Cuando, por fin, el martes, el gobierno tenía algo que decir sobre ese triste episodio de Colcabamba, ¿habló Arroyo? No, el nuevo ministro de Defensa, Amadeo Flores, se ofreció a asistir a una próxima sesión de la Comisión de Defensa, para hablar de los F 16 y de lo ocurrido en Huancavelica.
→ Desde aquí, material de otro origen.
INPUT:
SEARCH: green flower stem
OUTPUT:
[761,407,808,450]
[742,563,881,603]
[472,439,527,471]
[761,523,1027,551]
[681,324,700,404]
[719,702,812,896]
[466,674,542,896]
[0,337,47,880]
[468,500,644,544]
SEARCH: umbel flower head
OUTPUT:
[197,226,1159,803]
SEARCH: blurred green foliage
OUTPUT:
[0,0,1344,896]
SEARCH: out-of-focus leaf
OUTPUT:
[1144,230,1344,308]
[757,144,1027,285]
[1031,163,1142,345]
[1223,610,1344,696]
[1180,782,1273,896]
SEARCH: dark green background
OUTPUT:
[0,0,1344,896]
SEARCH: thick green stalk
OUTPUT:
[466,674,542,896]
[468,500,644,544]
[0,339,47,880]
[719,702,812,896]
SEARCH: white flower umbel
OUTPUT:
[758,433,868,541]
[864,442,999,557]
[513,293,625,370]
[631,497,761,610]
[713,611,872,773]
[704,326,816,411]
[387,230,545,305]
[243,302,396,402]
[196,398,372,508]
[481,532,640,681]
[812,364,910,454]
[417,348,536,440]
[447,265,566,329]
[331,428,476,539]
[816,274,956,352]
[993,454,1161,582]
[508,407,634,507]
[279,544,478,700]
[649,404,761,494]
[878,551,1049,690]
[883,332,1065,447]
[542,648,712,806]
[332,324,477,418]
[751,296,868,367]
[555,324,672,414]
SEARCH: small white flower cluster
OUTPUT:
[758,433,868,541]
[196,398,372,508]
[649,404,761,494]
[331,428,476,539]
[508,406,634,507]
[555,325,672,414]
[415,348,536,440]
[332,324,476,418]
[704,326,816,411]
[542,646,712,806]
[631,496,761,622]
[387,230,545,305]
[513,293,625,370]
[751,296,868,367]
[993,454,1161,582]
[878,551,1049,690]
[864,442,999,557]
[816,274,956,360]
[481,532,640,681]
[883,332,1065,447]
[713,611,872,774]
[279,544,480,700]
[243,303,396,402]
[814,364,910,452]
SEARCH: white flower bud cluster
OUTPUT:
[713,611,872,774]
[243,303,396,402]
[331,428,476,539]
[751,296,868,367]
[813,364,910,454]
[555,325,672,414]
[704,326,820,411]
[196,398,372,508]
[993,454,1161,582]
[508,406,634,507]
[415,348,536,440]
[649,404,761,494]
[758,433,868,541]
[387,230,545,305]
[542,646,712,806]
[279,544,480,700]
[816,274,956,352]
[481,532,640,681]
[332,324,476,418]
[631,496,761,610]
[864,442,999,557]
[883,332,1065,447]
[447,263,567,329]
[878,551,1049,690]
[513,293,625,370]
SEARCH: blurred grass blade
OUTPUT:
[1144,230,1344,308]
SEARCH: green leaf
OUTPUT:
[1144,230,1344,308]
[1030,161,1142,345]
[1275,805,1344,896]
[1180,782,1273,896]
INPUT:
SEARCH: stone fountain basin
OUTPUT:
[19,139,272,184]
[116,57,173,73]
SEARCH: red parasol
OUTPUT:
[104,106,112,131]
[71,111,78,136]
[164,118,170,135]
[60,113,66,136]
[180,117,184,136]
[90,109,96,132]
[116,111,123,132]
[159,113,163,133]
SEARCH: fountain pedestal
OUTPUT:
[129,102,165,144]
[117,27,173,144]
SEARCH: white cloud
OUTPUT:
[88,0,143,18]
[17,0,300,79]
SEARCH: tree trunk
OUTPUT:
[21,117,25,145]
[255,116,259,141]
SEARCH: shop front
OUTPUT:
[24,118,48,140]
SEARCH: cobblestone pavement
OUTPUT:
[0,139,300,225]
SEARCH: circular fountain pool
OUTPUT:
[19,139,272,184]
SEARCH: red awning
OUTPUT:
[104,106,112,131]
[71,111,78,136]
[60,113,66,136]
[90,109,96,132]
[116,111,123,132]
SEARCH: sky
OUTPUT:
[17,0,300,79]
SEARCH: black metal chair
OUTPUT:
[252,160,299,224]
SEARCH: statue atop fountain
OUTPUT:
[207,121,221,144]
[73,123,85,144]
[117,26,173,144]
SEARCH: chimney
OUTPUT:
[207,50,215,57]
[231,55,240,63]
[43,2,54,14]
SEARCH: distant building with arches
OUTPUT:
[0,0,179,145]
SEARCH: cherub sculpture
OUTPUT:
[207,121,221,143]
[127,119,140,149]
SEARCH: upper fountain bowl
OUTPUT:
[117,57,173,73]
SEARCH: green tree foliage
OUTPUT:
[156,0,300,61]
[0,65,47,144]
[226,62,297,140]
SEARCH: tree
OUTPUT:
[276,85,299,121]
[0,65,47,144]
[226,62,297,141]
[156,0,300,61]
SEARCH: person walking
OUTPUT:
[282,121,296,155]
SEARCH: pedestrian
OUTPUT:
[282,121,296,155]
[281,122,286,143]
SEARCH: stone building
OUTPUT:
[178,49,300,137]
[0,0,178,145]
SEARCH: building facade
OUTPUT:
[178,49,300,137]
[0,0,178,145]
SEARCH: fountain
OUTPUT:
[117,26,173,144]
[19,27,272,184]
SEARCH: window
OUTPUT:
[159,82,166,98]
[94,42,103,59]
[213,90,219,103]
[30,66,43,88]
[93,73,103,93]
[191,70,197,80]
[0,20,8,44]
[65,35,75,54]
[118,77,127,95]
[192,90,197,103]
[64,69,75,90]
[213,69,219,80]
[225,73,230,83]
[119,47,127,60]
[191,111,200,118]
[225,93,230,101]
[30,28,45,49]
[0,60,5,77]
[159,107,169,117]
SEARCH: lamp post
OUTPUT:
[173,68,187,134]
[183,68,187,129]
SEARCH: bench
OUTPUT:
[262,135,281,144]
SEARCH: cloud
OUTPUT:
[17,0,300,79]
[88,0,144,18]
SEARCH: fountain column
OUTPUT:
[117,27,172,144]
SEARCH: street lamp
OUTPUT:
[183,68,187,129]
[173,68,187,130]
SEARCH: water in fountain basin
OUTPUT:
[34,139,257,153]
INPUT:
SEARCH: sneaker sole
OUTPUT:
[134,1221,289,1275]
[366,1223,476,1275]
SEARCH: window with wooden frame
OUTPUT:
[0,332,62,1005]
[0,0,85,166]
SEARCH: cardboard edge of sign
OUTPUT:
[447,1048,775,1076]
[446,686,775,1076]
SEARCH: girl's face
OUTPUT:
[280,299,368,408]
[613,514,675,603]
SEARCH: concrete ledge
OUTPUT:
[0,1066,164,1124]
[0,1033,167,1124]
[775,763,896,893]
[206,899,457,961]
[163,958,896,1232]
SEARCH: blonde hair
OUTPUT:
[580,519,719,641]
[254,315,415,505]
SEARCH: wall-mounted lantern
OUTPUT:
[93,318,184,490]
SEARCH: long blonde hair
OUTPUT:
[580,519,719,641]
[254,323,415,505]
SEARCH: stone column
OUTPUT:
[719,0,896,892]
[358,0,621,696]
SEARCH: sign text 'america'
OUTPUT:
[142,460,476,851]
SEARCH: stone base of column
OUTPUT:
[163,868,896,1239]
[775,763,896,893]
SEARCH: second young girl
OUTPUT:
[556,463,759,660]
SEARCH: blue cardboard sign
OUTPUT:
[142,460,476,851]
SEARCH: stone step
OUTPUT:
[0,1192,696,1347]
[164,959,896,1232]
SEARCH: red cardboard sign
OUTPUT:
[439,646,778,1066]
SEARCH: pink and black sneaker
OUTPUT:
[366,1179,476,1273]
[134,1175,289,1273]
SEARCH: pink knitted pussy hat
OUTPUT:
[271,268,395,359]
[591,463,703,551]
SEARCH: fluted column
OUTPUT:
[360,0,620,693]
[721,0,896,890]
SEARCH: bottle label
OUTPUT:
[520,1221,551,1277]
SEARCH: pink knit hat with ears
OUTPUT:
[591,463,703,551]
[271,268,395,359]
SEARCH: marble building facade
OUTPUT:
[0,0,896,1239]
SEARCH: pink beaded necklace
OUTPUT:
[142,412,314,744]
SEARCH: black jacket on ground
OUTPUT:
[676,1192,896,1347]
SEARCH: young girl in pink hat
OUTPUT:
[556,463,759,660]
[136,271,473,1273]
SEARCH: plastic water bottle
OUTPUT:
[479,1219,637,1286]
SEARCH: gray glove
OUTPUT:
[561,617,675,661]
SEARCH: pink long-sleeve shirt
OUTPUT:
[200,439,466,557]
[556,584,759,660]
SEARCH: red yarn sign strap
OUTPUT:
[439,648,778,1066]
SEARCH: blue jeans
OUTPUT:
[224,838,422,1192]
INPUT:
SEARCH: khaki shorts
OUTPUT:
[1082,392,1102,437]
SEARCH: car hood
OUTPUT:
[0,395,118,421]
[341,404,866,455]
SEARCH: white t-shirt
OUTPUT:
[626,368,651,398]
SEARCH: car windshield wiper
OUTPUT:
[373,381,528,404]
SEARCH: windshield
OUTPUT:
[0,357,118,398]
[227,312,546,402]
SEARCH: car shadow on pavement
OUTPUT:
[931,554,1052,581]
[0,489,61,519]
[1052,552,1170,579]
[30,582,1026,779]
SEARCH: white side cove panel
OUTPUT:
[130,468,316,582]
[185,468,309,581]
Flores trabajó bajo el mando de Arroyo hasta el 17 de marzo, cuando este dejó el Mindef por la PCM. Luis no tiene voz de mando en público pero al menos la tiene en Palacio, la suficiente como para disponer que otro ministro saque la cara por él.
Vacío de poder
Mientras rogamos que José María Balcázar no hable más citando a su autor de cabecera -el controversial filósofo español Antonio Escohotado- y nos meta en problemas con Israel, con Alemania y con el mundo; exigimos a Arroyo lo contrario: que hable, explique, aclare, tranquilice. Poco puede decir sobre las elecciones pues casi nada puede hacer por ellas; pero por lo menos que declare sobre la agenda y las urgencias del Ejecutivo.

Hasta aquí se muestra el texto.